Controversial art show depicting iconic Barbie doll as figures from Christianity, Hinduism, Buddhism, Judaism and Argentinean folk religion in Buenos Aires (Argentina), planned from October 11, has reportedly been cancelled.
Titled “Barbie, The Plastic Religion”, this exhibition planned to include 33 dolls of various religious figures produced by two Argentinean artists Marianela Perelli and Pool Paolini.
An email from Emiliano Paolini from Argentina dated October one, signing as Pool&Marianela, to distinguished Hindu statesman Rajan Zed, gave the reason for suspension as: “…misunderstanding of the work, and the inconvenience caused…”. It further said that there was no plan to exhibit these 33 pieces in future.
In the email to Zed, who is President of Universal Society of Hinduism, Paolini said: “…it was never our intention to offend the Hindu religion… we know that our work has generated controversy…We…respect each and every one of the human beings, and with them, their religiosities, their thoughts and practices. We believe we have been unfairly attacked…Each of the figures in this collection was conceived from the pure love and from the deepest respect.”
“However, we apologize if you have been affected. We do so with total sincerity and penalty…we extend these apologies to all those whom has been afflicted by happened”, it added.
Rajan Zed, who spearheaded the protest, thanked the artists for understanding the concerns of devotees of Hinduism and other religions by canceling the exhibit.

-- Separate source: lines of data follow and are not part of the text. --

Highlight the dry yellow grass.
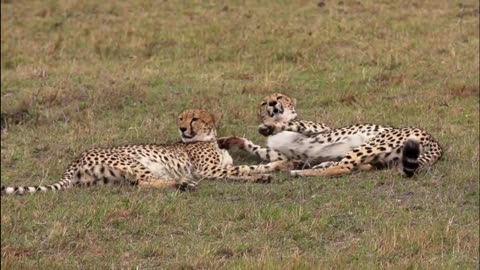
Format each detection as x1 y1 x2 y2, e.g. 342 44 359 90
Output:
1 0 479 269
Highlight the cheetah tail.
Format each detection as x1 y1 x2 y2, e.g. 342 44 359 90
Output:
1 179 71 196
402 139 420 177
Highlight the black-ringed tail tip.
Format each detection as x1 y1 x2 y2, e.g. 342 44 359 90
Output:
2 109 282 195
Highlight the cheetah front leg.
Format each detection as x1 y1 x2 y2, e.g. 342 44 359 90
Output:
258 121 330 137
217 137 288 161
196 166 272 183
138 178 198 191
82 153 197 191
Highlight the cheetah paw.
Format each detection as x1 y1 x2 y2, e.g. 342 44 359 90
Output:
175 180 198 191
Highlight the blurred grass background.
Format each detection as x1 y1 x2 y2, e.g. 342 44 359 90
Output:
1 0 480 269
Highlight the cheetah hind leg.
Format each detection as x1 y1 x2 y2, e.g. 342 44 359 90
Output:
312 161 373 172
138 178 198 191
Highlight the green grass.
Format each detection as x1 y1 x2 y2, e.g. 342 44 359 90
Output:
1 0 480 269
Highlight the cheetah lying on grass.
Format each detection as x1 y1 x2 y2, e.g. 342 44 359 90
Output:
219 93 442 177
1 110 290 194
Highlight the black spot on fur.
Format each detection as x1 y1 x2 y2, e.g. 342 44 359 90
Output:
402 140 420 177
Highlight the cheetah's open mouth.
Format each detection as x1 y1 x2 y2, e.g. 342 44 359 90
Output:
268 106 283 117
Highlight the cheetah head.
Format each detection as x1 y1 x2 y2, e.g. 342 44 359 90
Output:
177 110 217 142
258 93 297 123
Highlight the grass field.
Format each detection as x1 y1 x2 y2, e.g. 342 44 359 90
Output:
1 0 480 269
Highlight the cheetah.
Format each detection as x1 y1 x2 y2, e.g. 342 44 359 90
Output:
220 93 442 177
1 110 290 195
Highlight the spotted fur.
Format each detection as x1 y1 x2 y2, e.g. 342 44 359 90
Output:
1 110 290 194
222 94 442 176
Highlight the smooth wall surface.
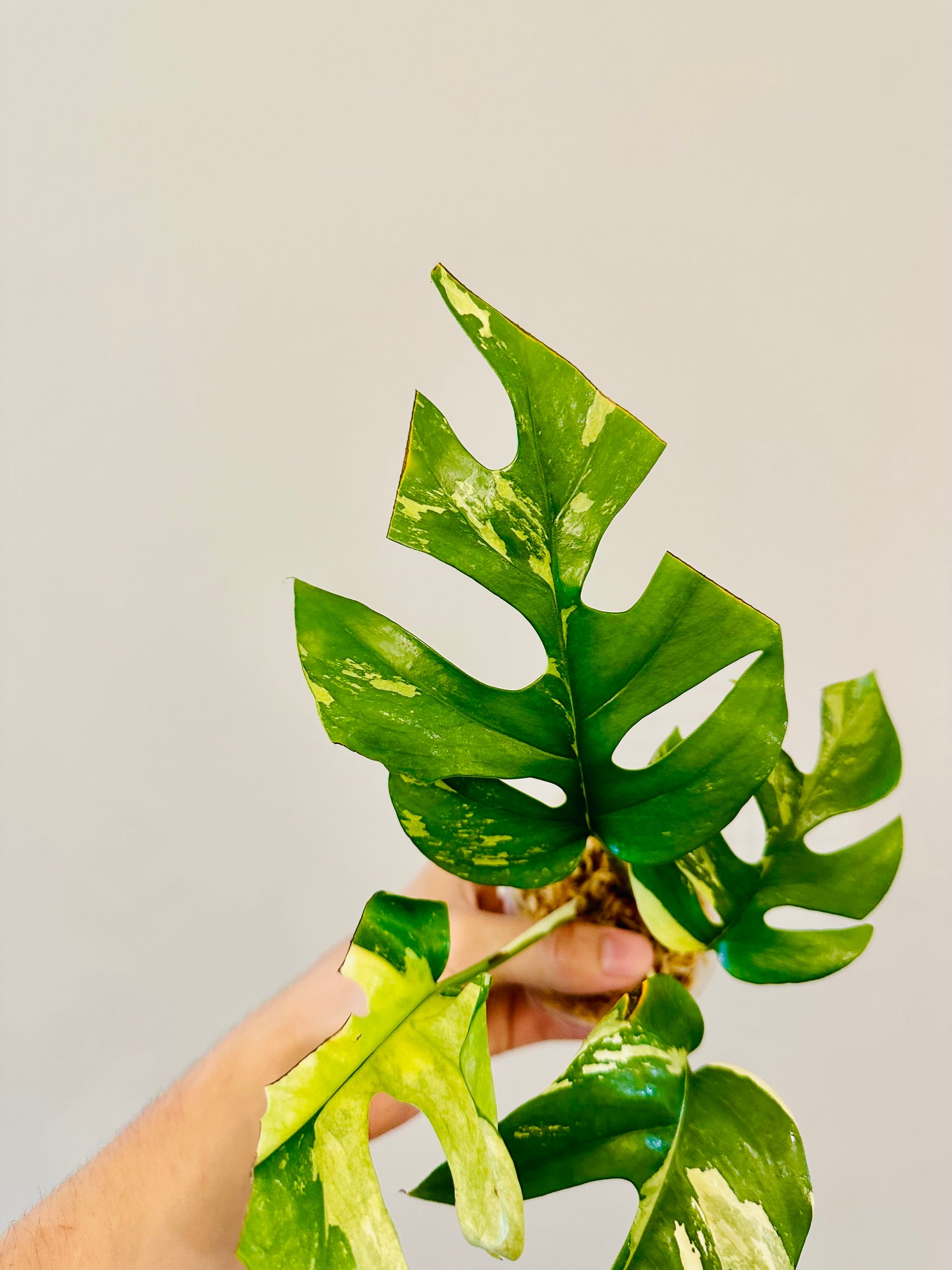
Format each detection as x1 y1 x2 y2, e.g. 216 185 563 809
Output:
0 0 952 1270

Calling the depicting of Barbie doll as goddess Kali as highly inappropriate, Zed had urged the artists to not include Barbie-ized goddess Kali in the show as it trivialized the highly revered deity of Hinduism. Goddess Kali, who personified Shakti or divine energy and considered the goddess of time and change, was widely worshipped in Hinduism.
Rajan Zed had stressed that reimagining Hindu scriptures and deities for commercial or other agenda was not okay as it hurt the devotees. Goddess Kali and other Hindu deities were meant to be worshipped in temples and home shrines and not meant to be reduced to a Barbie character.
Zed had pointed out that Hindus were for free speech as much as anybody else if not more. But faith was something sacred and attempts at belittling it hurt the devotees. Artists should be more sensitive while handling faith related subjects, Zed had added.
Rajan Zed had noted that Hindus welcomed art world to immerse in Hinduism but taking it seriously and respectfully and not for refashioning Hinduism concepts and symbols for personal agendas. Barbie-fication of Kali was simply improper, wrong and out of place.